The U-6 unemployment rate, a broader gauge of the national employment situation, inched down 0.1% to 10.3% on the month. The reading measures the total level of unemployed workers plus those marginally attached to the labor force, as well as those who are no longer looking for a job but have looked for one over the last 12 months. In addition, 1.8 million were classified as being marginally attached to the labor force, down from 2.1 million 12 months earlier. Last August, the U-6 rate stood at 12.0%, after falling by 0.6% from the previous month.
By comparison, the U-6 rate peaked above 17% during the height of the financial crisis. It is also a preferred measure of Fed chair Janet Yellen, as she weighs whether the labor market has improved enough to warrant an imminent rate hike.
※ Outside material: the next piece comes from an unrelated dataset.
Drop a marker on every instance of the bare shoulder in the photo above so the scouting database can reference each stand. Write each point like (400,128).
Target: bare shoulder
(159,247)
Currency traders continued to digest a dovish policy meeting from the European Central Bank's Governing Council on Thursday when ECB head Mario Draghi provided strong indications that the central bank will use all tools necessary to boost inflation throughout the zone. Draghi hinted the ECB could extend its €60 billion a month Quantitative Easing program in an effort to bolster long-term GDP and inflation. The ECB also left its benchmark interest rate unchanged at 0.5%.
Investors piled into U.S. Treasury bonds on Friday, following the release of the mixed jobs report. Yields on U.S. 10-Year Treasuries fell more than four basis points to 2.109%, its lowest level in more than a week, before closing at 2.131%.